Economic growth hit double digits after a brutal civil war came to an end in 1992, and since 1996 the economy has grown by an average of eight percent a year; government figures project growth in 2011 at 7.2 per cent, but most experts agree that the type of growth Mozambique has experienced has not really been “pro-poor”.
Foreign aid inflows and capital-intensive “mega-projects” - like the state-owned HCB power-station on the Cahora Bassa Dam, one of Africa’s most powerful hydroelectric plants, and the Mozal aluminium smelter, which contributes almost three-quarters of the country’s exports - add significantly to GDP figures but do not do much for jobs.
“Unemployment is a serious problem but it’s not really measured,” Kim said.
Joblessness is officially estimated at just over 25 per cent but is generally believed to be higher.
“It’s about cost of living, and food is a core component of that,” said Joseph Hanlon, Senior lecturer at the Development Policy and Practice department of Britain’s Open University.
“Half of Mozambique’s population is poorer than it was 10 years ago, and all indications are that poverty in Maputo city is increasing sharply.”

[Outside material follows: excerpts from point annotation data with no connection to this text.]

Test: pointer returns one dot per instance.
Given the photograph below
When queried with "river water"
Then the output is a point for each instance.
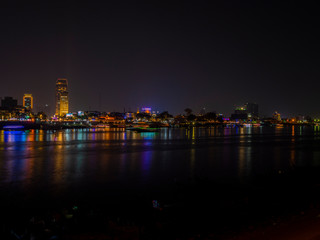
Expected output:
(40, 168)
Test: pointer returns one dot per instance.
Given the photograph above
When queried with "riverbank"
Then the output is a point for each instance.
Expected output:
(287, 206)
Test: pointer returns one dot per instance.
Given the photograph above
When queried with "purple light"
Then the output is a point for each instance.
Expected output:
(13, 127)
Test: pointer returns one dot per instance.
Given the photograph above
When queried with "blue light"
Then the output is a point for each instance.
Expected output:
(13, 127)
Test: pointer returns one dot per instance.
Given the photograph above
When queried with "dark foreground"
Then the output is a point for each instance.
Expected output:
(285, 207)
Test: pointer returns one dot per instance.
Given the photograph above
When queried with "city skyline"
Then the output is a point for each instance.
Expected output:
(168, 56)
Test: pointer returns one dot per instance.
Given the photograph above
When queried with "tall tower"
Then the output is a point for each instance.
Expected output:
(62, 102)
(28, 101)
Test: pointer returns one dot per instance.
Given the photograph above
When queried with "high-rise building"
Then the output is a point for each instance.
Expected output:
(62, 101)
(9, 103)
(252, 110)
(28, 101)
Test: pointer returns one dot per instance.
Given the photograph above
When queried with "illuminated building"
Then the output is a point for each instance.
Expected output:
(252, 110)
(276, 116)
(28, 101)
(240, 113)
(62, 102)
(9, 103)
(146, 110)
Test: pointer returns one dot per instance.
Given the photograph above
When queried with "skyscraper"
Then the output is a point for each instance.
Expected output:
(28, 101)
(252, 109)
(62, 102)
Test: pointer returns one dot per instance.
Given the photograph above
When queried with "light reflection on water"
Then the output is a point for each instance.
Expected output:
(85, 159)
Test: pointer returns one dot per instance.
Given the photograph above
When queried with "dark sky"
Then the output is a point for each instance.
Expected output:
(165, 54)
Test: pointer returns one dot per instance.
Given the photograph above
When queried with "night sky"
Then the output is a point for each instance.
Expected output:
(168, 55)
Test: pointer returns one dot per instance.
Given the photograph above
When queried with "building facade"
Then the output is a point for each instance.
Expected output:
(28, 101)
(62, 100)
(9, 103)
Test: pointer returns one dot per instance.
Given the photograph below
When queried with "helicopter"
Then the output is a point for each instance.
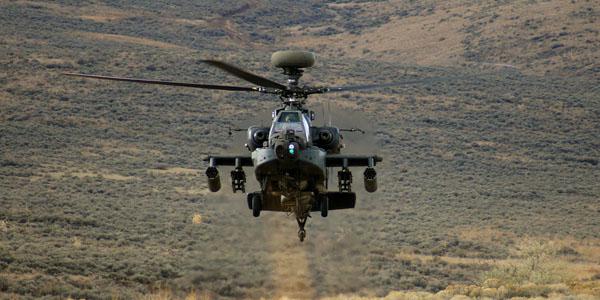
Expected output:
(291, 158)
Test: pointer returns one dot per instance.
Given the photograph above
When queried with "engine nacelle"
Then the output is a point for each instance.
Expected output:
(327, 138)
(256, 137)
(214, 180)
(370, 180)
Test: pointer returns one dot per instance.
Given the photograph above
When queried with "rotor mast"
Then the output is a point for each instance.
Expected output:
(292, 63)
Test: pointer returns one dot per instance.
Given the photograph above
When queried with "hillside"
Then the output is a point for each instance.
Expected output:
(488, 185)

A widely quoted figure by government as well as donors is that the number of people living below the poverty line fell dramatically from 69 per cent in 1997 to 54.1 per cent in 2003, but the figure in the government’s September Report on Millennium Development Goals 2010 was 54.7 per cent.

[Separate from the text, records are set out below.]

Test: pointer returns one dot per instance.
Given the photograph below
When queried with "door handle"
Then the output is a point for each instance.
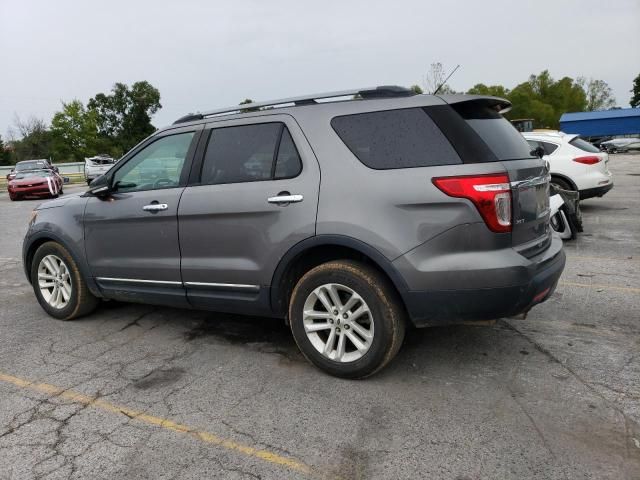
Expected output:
(284, 198)
(155, 207)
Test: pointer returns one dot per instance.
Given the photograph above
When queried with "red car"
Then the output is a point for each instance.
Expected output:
(35, 183)
(42, 164)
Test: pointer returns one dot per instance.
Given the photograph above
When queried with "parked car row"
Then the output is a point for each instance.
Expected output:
(579, 170)
(620, 145)
(35, 183)
(574, 163)
(350, 219)
(25, 165)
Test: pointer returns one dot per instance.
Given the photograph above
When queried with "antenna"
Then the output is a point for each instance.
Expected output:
(445, 80)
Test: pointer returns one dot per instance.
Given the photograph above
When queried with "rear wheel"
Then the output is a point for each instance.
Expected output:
(346, 318)
(58, 284)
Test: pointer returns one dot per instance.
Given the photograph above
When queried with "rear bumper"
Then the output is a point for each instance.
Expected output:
(595, 192)
(494, 286)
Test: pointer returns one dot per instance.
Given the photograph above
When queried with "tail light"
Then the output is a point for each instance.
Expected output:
(589, 160)
(491, 194)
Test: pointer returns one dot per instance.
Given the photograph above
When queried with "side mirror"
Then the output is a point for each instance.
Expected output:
(101, 186)
(538, 152)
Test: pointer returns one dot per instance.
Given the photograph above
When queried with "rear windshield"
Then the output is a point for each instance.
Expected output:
(404, 138)
(584, 145)
(497, 132)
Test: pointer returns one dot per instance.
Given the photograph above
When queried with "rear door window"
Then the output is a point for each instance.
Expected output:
(389, 139)
(250, 153)
(584, 145)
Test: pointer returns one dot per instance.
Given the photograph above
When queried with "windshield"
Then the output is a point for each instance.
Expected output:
(30, 165)
(36, 173)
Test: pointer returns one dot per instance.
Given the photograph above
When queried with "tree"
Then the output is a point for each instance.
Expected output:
(124, 116)
(74, 132)
(599, 94)
(5, 153)
(34, 141)
(635, 98)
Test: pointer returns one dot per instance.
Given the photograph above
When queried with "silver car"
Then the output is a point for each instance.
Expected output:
(350, 219)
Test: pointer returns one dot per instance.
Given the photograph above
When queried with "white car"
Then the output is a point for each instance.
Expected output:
(96, 166)
(575, 164)
(621, 145)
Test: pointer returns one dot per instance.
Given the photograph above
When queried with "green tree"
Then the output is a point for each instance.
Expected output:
(124, 115)
(34, 139)
(5, 154)
(74, 132)
(599, 94)
(635, 98)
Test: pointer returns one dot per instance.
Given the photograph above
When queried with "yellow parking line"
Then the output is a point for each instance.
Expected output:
(206, 437)
(604, 287)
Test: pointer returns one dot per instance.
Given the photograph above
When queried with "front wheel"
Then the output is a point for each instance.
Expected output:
(58, 284)
(347, 318)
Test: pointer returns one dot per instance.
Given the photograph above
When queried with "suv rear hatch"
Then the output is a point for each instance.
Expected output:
(489, 137)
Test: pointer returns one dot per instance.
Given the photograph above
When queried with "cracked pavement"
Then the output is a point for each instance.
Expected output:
(556, 395)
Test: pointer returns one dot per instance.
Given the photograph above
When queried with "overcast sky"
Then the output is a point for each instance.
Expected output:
(206, 54)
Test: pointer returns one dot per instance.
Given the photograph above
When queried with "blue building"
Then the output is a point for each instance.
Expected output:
(622, 121)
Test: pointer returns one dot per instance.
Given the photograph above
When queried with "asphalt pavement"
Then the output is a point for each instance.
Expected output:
(137, 391)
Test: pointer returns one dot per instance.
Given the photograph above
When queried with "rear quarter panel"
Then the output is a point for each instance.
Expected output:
(391, 210)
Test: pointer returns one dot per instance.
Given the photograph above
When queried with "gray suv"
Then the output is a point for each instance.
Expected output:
(352, 215)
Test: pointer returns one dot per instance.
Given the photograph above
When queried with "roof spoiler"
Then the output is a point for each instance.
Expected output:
(500, 105)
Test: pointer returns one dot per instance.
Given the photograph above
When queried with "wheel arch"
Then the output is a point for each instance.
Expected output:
(320, 249)
(566, 179)
(40, 238)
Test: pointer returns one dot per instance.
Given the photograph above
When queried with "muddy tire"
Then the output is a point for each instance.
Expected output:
(58, 283)
(347, 318)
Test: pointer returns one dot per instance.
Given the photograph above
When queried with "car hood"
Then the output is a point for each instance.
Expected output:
(59, 202)
(28, 181)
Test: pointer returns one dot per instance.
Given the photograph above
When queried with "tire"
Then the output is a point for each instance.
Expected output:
(383, 323)
(562, 184)
(80, 300)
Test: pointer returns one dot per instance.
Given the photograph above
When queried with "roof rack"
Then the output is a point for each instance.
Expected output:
(385, 91)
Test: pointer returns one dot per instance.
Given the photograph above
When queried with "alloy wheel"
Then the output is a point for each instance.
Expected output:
(54, 281)
(338, 322)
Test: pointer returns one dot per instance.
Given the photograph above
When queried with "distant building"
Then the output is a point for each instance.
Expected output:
(621, 121)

After almost three decades of peace, Mozambique still depends heavily on aid and the domestic economy has failed to develop or diversify.
“It’s classic Dutch disease,” Kim noted, referring to an economic term that describes how an increase in revenues from natural resources (or inflows of foreign aid) can lead to an immediate currency appreciation, making domestically produced goods less competitive internationally.
“Mozambique has got to start taking seriously the business of agricultural development. Aluminium smelters are all very well and good, but the linkages with the rest of the economy are too poor for it to be sustainable as a national development strategy,” Cornwell noted.
“The [mega-projects] are essential ... because they create a cash cow for governments, but they do little to uplift the peasant in the countryside.” Hanlon agreed, calling for urgent state intervention to help create the necessary domestic markets to help boost small- and medium-scale farmers.“An area that the government itself is very aware of is the need to increase agricultural production; Mozambique has large areas of arable land that are not well used,” the IMF’s Lledó commented.
“If this dynamic could be changed, the food supply would be improved and Mozambique would need to import less, and that would shield it from movements in the volatile international markets,” he said.
“The crisis has provided the government with a very good opportunity to show the donors how committed they are to improving the targeting of their expenditures, and making those expenditures more pro-poor,” Lledó noted. “With the World Bank, we [IMF] have been strongly advocating for the government to look at the possibility of introducing new social safety-net systems, or to scale up existing ones. One strong candidate would be conditional cash transfers.”